Après deux semaines d'hospitalisation et deux autres de rééducation, l’équipe soignante décide de l’envoyer en maison de retraite. Le personnel de l'hôpital est catégorique: les soins à domicile ne suffisent plus.
«Mon chez-moi me manque»
Dans le même temps, Heidi se remet de mieux en mieux de son opération. «J’ai remarqué qu’elle retrouvait une parole plus claire», raconte Markus, qui lui rend visite chaque jour à l’établissement. Un jour, sa mère lui demande un bloc-notes. «Je le lui ai laissé et, lorsque je suis revenu le lendemain, elle avait déjà rempli plusieurs pages.» Le papier quadrillé est rempli de phrases poignantes: «Je me sens piégée.» Ou encore: «Mon chez-moi me manque.»
Chaque dimanche, Markus est autorisé à emmener sa mère sur la colline de Grünhügel. La maison a été aménagée pour pouvoir accueillir un fauteuil roulant. Si Heidi préfère son «bolide», surnom affectueux qu'elle donne à son déambulateur, Markus a tout de même pris la peine d'installer des rampes le long des escaliers et des barres d’appui un peu partout sur les murs.
Mère et fils passent alors de longues heures dans le jardin. Heidi reprend des couleurs. Elle arrache les mauvaises herbes, comme au bon vieux temps. «C’était toujours difficile de la ramener ensuite à l'EMS, parce qu’elle ne comprenait pas pourquoi elle ne pouvait pas rester.» En juin 2024, six mois après son entrée en maison de retraite, la directive d'Heidi est finalement refusée. La tutelle, elle, devient définitive. Markus s'empresse alors de déposer un recours.

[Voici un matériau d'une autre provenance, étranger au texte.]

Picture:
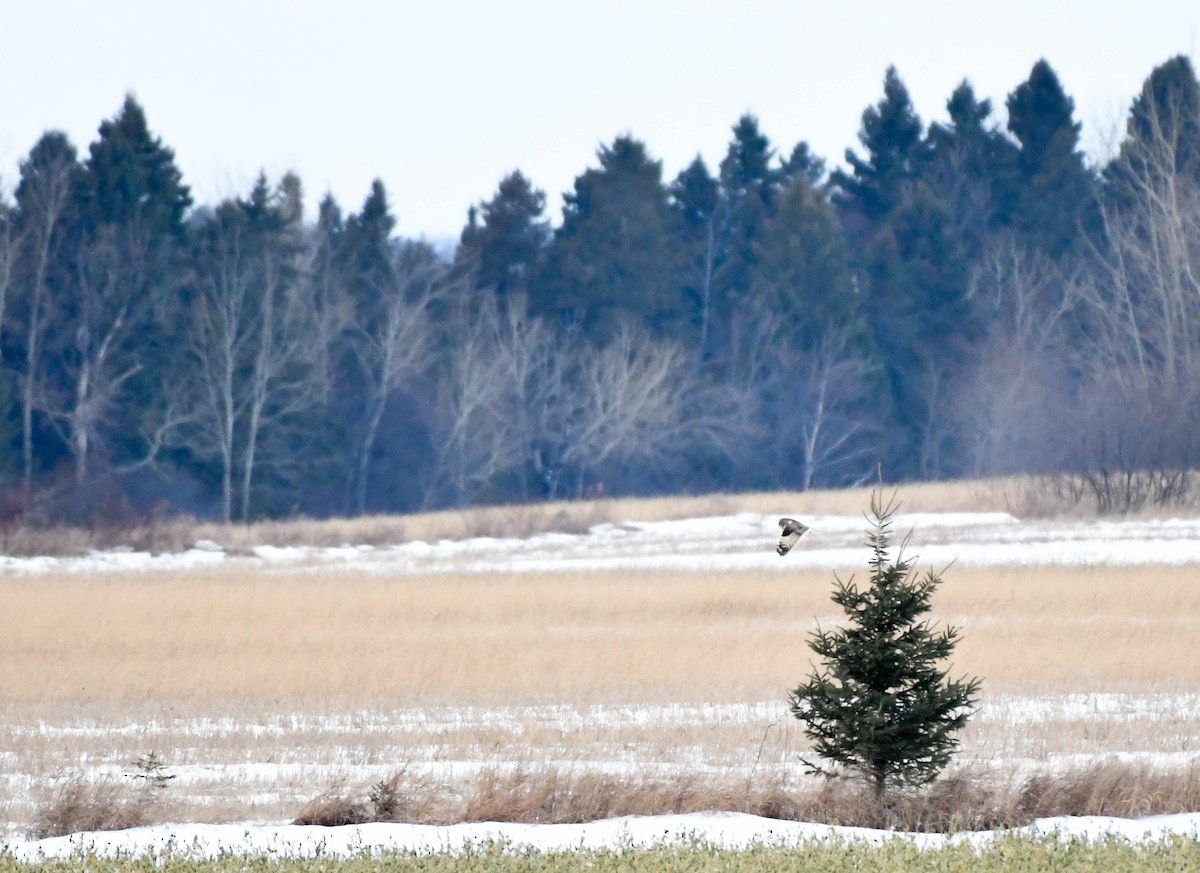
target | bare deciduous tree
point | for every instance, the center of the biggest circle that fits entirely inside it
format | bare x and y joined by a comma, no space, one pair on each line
393,343
253,347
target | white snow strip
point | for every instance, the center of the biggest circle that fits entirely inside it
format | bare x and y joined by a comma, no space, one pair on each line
720,830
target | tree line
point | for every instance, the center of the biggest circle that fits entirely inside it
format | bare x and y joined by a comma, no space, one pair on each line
964,297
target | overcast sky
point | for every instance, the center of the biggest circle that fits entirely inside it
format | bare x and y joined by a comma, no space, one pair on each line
441,98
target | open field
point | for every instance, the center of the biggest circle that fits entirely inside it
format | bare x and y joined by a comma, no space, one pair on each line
263,676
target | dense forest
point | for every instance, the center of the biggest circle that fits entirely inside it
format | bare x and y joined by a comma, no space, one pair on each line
965,297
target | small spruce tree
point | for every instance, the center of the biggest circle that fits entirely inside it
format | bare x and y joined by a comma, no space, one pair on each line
882,705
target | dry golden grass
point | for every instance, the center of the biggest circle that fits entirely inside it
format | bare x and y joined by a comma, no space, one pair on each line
387,670
299,639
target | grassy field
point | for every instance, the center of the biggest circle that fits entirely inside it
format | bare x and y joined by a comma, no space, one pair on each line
263,690
1005,854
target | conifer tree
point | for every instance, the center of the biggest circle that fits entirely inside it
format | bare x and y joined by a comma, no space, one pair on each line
1054,204
882,706
508,246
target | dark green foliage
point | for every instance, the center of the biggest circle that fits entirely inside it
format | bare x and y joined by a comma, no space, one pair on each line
881,704
803,268
951,290
131,178
892,137
615,258
508,246
1053,204
1162,133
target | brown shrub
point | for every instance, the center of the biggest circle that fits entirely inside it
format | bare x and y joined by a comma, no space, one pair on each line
331,808
78,805
1111,788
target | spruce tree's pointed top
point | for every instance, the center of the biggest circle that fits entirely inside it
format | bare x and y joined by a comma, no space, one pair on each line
892,136
969,115
747,164
695,193
131,176
1041,115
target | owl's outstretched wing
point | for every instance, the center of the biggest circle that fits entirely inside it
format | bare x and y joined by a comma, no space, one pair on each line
790,535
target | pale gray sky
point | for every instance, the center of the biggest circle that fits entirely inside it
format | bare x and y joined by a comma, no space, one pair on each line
441,98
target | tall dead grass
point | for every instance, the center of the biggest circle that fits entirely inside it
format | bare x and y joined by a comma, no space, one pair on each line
178,534
299,638
959,801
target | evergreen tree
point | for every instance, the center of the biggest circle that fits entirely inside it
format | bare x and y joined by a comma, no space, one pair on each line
615,259
508,246
803,268
882,705
1162,133
749,187
1053,205
892,136
912,269
701,222
970,168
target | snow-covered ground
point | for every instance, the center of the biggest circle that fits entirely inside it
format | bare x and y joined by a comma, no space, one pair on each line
743,541
725,830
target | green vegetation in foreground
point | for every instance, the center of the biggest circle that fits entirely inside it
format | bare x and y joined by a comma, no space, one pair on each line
1113,855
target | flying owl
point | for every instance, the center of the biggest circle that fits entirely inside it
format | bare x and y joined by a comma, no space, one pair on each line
792,531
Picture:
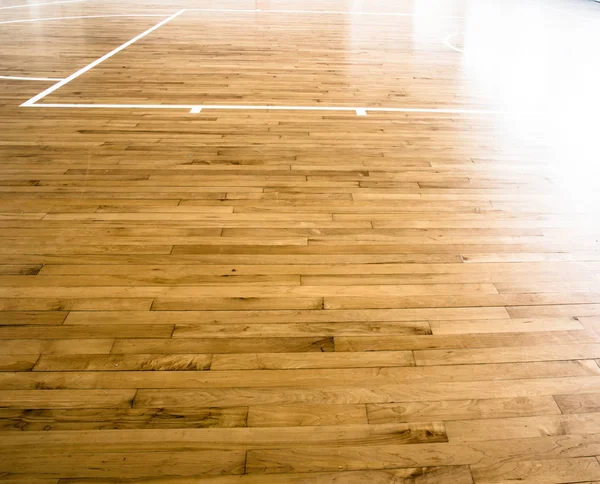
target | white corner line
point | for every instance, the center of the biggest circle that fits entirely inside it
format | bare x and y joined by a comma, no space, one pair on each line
40,4
446,42
322,12
6,22
190,107
17,78
83,70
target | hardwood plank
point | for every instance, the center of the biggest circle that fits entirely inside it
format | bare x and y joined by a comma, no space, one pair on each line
13,318
36,420
462,409
417,475
541,471
471,341
505,326
301,329
57,347
410,392
216,439
11,362
85,332
66,398
578,403
221,345
274,361
219,304
134,465
281,316
306,415
522,427
129,362
498,355
300,378
480,453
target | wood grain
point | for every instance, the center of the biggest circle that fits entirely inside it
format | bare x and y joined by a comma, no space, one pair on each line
255,296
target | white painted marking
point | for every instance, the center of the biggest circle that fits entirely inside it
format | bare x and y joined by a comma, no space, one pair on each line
269,108
6,22
83,70
17,78
325,12
446,42
40,4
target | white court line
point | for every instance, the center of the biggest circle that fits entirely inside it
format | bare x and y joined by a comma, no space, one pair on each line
269,108
17,78
84,16
40,4
325,12
446,42
83,70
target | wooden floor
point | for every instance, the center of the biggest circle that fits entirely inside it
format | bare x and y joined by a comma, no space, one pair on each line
262,296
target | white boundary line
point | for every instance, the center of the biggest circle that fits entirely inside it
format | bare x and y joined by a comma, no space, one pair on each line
17,78
323,12
446,42
40,4
83,70
6,22
197,108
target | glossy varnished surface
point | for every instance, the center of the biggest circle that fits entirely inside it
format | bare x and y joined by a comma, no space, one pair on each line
240,296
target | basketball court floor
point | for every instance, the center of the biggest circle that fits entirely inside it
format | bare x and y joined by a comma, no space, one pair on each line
299,241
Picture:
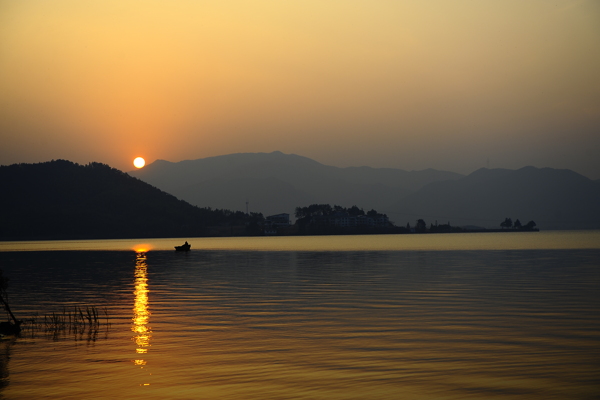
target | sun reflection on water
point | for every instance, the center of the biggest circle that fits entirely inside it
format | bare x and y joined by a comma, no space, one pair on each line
141,314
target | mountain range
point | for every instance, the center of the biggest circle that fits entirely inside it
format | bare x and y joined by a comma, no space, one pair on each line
276,183
64,200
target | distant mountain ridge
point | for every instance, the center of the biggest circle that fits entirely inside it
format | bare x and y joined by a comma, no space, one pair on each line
553,198
277,182
64,200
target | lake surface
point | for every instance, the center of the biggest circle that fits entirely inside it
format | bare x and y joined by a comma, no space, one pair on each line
455,316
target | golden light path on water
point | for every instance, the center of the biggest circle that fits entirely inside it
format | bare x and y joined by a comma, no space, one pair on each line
141,313
589,239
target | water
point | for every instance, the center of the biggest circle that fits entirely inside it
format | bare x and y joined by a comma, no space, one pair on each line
456,316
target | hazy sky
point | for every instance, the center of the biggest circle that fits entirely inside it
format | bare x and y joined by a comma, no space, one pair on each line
385,83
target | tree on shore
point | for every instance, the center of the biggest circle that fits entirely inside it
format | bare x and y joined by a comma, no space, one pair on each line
507,223
530,225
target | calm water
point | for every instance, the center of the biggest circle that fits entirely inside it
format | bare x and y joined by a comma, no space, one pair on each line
458,316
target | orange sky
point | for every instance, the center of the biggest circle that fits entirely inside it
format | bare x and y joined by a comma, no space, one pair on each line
404,84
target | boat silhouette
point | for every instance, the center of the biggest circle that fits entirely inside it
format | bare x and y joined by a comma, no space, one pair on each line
184,247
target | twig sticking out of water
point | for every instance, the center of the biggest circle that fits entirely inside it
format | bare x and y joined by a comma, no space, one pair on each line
75,318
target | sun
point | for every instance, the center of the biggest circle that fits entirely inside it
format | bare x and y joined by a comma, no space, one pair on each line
139,162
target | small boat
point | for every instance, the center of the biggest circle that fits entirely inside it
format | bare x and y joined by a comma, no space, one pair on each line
184,247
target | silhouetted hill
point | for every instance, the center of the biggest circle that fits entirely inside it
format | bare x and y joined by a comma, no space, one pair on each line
553,198
276,182
61,199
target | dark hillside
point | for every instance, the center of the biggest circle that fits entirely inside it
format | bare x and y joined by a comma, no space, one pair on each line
60,199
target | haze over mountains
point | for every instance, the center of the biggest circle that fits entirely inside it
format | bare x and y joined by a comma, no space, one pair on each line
63,200
276,182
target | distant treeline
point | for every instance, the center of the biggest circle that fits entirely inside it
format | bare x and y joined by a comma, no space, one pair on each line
64,200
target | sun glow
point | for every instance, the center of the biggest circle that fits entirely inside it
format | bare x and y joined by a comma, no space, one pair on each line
139,162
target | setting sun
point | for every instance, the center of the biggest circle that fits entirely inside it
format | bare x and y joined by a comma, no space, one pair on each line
139,162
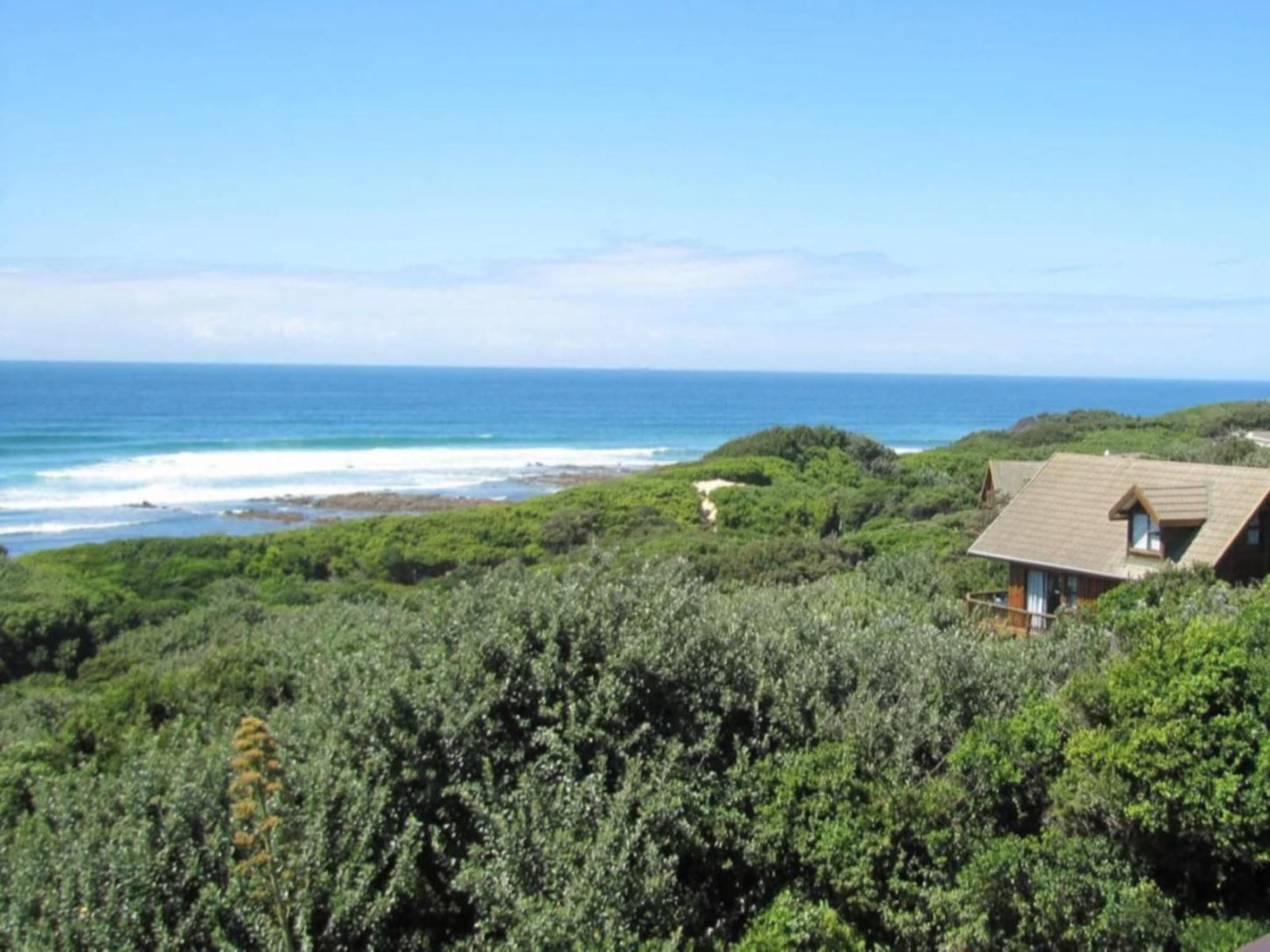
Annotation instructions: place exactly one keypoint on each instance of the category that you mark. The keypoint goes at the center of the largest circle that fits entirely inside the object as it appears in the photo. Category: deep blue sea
(84, 445)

Prise en charge à domicile possible selon les médecins
Trois mois plus tard, Markus emmène sa mère à la clinique gériatrique de Saint-Gall, un établissement spécialisé dans le traitement des personnes âgées. Heidi y est examinée. Et la conclusion des médecins est claire: «Nous pensons que la patiente est capable de décider de son lieu de vie.» Selon eux, rien ne s’oppose à ce qu’elle bénéficie de soins à domicile 24 heures sur 24, d’autant que les dispositifs nécessaires ont d'ores et déjà mis en place.
Markus transmet ce rapport à l'Apea. Mais trois mois et demi plus tard, la réponse de l'autorité tombe: l’agence estime qu’il n’y a aucune raison de revenir sur sa décision. La maison de retraite reste, à ses yeux, le lieu le plus approprié pour Heidi. Le fils, lui, est abattu. «Je veux simplement que ma mère puisse passer ses derniers jours à la maison, là où elle se sent bien.»
Avec l’aide d’un avocat, Markus tente désormais de faire nommer un nouveau représentant légal. La demande devrait être validée cet été encore. Mais la situation traîne. «On a l’impression qu’ils essaient de gagner du temps, en attendant que le problème se règle de lui-même», déplore Markus. «Autrement dit, jusqu’au décès de ma mère.»
En attendant, le fils a décoré la chambre de sa mère à la maison de retraite de Rosenau avec des photos et des plantes. Et il continue le combat, avec l’espoir qu’un jour, sa mère enfile un pantalon et retourne enfin chez elle.